Led by quarterback Ben Roethlisberger, All-Pro running back Le’Veon Bell and All-Pro wide receiver Antonio Brown, Pittsburgh (13-3) has finished in the top three in total yards in three of the past four years.
Though Haley and Roethlisberger have found a level of detente following a somewhat bumpy start to their relationship, Haley’s occasionally fiery approach has made him a touchstone when things don’t go well.
While the Steelers piled up more than 500 yards against the NFL’s top-ranked defense on Sunday, they also made a couple of curious play calls on fourth down that halted their momentum.
Bell was stuffed for a loss on a toss play when Pittsburgh needed just 1 yard in the first quarter and Roethlisberger threw incomplete to rookie JuJu Smith-Schuster on fourth down in the fourth quarter when advancing the ball a matter of inches would have extended the drive.
The Steelers, however, have gone away from using the quarterback sneak in recent years to help Roethlisberger avoid the contact.
Tomlin brushed off the notion that the sneak is no longer a part of the playbook, saying “to suggest there’s a resistance to it in concept, I’m not ready to say that.”
Tomlin also isn’t ready to say much about his staff.
Offensive line coach Mike Munchak has interviewed for the open head coaching job in Arizona and wide receivers coach Richard Mann is retiring.
Hines Ward, a two-time Super Bowl winner who is also the leading receiver in franchise history, spent time with the team during the season as a volunteer assistant, though Tomlin declined to get into any specifics about any sort of future role for Ward or anybody else for that matter.
“I’m not going to have a lot of definitive answers (right now),” Tomlin said. “I don’t want to provide you misinformation.”
Tomlin called his 11th season a “wild and challenging and fun ride.”
One with more than its fair share of bumps created from within.
From the “botched” decision to stay out of sight during the national anthem in Chicago in September to wide receiver Martavis Bryant’s trade demand to Tomlin openly talking about having to face New England twice — hinting he expected the Steelers to face the Patriots in the AFC championship game more than a month before it would become a reality — hardly a week passed with the attention focused somewhere other than the field.
“We realize oftentimes it may create a storm around us, but that’s not us,” Tomlin said. “We don’t care. We can’t care. We can’t control it anyway.”

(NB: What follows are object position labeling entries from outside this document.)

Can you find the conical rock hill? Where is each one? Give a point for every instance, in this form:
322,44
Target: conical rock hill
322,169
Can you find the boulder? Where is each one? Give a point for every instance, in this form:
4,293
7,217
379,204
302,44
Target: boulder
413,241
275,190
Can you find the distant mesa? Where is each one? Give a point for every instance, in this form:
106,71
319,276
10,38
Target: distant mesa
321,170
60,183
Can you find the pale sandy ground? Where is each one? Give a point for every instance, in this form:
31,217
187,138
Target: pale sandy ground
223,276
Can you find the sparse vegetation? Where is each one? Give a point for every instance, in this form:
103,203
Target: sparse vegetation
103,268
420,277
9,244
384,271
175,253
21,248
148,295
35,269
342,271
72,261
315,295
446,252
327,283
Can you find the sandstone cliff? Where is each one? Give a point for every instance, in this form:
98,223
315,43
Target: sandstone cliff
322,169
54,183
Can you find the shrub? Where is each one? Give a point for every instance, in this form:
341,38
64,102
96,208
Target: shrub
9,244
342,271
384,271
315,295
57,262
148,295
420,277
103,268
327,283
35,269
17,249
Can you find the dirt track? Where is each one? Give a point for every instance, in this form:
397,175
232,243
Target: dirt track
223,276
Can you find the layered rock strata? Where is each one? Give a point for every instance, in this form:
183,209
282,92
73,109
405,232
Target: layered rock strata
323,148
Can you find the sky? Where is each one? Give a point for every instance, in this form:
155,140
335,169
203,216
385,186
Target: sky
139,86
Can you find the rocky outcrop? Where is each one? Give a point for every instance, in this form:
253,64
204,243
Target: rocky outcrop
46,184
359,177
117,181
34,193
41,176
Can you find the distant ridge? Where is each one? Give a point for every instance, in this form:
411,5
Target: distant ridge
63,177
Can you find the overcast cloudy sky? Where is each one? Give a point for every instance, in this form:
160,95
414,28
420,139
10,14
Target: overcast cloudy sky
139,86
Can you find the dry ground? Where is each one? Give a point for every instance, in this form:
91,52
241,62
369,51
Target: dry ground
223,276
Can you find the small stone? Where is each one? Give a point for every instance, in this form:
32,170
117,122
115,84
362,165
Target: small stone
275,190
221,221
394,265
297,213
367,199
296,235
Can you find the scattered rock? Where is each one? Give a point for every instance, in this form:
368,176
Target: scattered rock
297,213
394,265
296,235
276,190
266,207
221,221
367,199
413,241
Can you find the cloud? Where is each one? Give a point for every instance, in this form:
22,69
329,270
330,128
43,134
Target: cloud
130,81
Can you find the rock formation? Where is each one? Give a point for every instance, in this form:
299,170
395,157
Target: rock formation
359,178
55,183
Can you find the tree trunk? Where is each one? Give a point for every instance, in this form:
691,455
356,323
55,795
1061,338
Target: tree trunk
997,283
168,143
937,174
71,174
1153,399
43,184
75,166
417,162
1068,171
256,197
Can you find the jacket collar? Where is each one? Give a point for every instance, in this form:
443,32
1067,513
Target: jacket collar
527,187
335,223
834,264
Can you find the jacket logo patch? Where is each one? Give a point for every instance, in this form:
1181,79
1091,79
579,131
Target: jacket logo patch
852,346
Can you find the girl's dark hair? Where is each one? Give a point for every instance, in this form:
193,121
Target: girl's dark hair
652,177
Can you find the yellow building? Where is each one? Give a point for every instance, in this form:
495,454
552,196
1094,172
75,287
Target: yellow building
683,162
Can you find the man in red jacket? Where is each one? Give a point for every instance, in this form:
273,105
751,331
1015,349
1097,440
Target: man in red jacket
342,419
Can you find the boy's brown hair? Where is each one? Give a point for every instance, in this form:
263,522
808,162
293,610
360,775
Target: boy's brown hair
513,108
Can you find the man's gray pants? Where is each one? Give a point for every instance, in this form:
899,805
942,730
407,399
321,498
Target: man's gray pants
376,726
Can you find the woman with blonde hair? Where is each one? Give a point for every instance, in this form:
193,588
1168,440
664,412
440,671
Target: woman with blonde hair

Outside of linebacker Ryan Shazier’s life-altering spinal injury, the Steelers created most of the noise that surrounded them.
While Tomlin said it’s on him to help his players learn to use the attention directed at them and their own social media agendas “for good” he’s also aware that none of it matters so long as his team wins.
For a franchise where success is only measured in Lombardi Trophies, 2017 ended in disappointment, one the Steelers will have a longer than expected offseason to process.
“It ended the way it ended and looking back at it, there’s nothing we can do about that other than learn from the experience,” Tomlin said. “Hopefully that strengthens us for our next journey.”
One the Steelers are starting earlier than expected.